Node-free Development Workflow?

Hello friends, wondering if any of you came up with a nodejs-free Elm development workflow?

Been using create-elm-app for the longest time—simply started with it years ago when I seriously moved into Elm and never really thought of it much. Until the other day I had to install a fresh computer to continue my project and realized the amount of useless things one needs to download to re-create the development flow with hot module replacement.

Just installing nodejs already pulls 200MB of junk on the computer, and then installing anything from npm scrolls pages and pages of more useless stuff that I have no clue what it does.

After a bit of searching I found this caddy hot reloader—based on something called SystemJS (that I learned of today) and Caddy web server.

I’d really really like to get away from anything nodejs and products of its culture.

Is anyone of you using this or something similar already? Can you share your setup?

7 Likes

I would also love to get off of node js (npm specifically), but have not found a way since I want to use elm-live.

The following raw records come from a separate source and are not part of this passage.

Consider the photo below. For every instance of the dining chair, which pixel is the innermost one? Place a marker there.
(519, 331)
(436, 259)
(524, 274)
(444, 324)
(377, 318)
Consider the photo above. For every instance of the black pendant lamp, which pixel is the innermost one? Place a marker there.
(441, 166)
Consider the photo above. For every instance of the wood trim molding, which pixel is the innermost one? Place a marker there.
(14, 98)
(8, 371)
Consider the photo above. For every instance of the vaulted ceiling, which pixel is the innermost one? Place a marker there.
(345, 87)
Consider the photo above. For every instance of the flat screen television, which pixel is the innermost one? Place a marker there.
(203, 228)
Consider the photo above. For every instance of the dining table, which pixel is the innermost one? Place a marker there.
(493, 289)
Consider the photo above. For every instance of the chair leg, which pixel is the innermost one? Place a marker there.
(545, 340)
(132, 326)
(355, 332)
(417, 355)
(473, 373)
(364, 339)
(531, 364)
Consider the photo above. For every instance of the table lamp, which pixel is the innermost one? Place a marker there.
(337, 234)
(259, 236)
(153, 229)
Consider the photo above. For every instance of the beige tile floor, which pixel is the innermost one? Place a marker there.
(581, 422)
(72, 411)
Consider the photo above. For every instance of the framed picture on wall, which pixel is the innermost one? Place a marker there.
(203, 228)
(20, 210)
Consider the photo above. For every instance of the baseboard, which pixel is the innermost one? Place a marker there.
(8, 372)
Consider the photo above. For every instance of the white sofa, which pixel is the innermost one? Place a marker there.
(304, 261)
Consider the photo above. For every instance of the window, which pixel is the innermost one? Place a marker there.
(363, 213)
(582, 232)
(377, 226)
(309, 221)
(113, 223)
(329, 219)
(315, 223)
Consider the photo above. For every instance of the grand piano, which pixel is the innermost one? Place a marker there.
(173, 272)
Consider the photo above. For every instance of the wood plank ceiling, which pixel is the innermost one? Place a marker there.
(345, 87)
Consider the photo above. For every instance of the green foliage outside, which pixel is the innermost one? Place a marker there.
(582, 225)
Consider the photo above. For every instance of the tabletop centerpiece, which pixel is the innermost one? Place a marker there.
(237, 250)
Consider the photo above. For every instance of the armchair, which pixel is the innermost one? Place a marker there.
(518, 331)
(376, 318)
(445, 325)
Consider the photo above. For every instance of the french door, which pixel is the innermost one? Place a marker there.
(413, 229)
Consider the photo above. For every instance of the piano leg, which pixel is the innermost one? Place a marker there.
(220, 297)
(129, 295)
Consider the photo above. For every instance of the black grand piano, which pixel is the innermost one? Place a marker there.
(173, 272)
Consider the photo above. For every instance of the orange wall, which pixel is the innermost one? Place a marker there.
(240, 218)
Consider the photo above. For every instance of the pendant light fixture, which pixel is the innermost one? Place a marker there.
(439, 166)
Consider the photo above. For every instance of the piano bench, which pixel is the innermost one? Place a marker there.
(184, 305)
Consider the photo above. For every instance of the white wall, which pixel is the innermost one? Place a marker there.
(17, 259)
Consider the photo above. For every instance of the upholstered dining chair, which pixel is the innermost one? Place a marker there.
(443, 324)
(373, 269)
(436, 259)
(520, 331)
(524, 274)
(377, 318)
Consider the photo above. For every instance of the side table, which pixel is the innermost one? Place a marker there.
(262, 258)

My current strategy is to use a docker container for development so that I don’t have to install npm on my computer, just in the docker container.

I’ve been doing some work on github/opvasger/develm to build a single binary for test/benchmarks/other-stuff that only relies on the elm binary for the full workflow.

I’m currently stuck on resolving dependencies for package-modules, but I’ll get there eventually :sunny: I’ll announce the release that gets everything right

3 Likes

@opvasger I’m toying with the idea of extracting a webassembly module from the dependency resolver in elm-test-rs and making the wasm module available wrapped in an es module with the following function:

// Returns the `elm.json` needed to run the tests
// with the dependencies solved.
//
// Inputs:
//   projectElmJson: the JSON string containing the `elm.json` file of the project.
//   elmJsonFetcher: a function able to retrieve the `elm.json` of a given package version.
//       elmJsonFetcher(author, package, version) -> string
function solveTestDeps(projectElmJson, elmJsonFetcher)

This could happen relatively soon with the right motivation since creating a wasm module from Rust code is relatively easy, and definitely sooner than the rewrite of elm-pubgrub I need to do at some point. Could this be useful to you?

EDIT: I’ve copied this in an issue in your repo, we can continue discussions there

2 Likes

Lately, I’ve come across this wonderful tool: entr

It enables you to do build a custom tool chain easily, a such:

# Recompile the project when any .elm file changes
find ./src/ -name *.elm | entr -c elm make ./src/*.elm --output ./dist/Main.js

Although rudimentary, if you already have a page reload solution, this tool could enable you to do without a nodejs dev dependency (which is my case).

What do you use for live reload?

Do you use elm-live for anything other than live reload during development?

Am I understanding correctly that you are working on replacing Node.js with Deno?

In my setup, elm-live:

  • watches the source files to trigger compilation
  • Serves static files, including the compiled elm file
  • Inserts the live reload js snippet
  • Proxies a subdirectory of the request path to a different local server for the API

On windows, you can download develm.exe and as long as the elm compiler is installed, you can serve, test, benchmark, and build elm-apps without anything else.

Develm is built with deno, but doesn’t rely on it.

There’s builds for Linux and macos too

1 Like

You also can try pnpm instead of npm

This topic was automatically closed 10 days after the last reply. New replies are no longer allowed.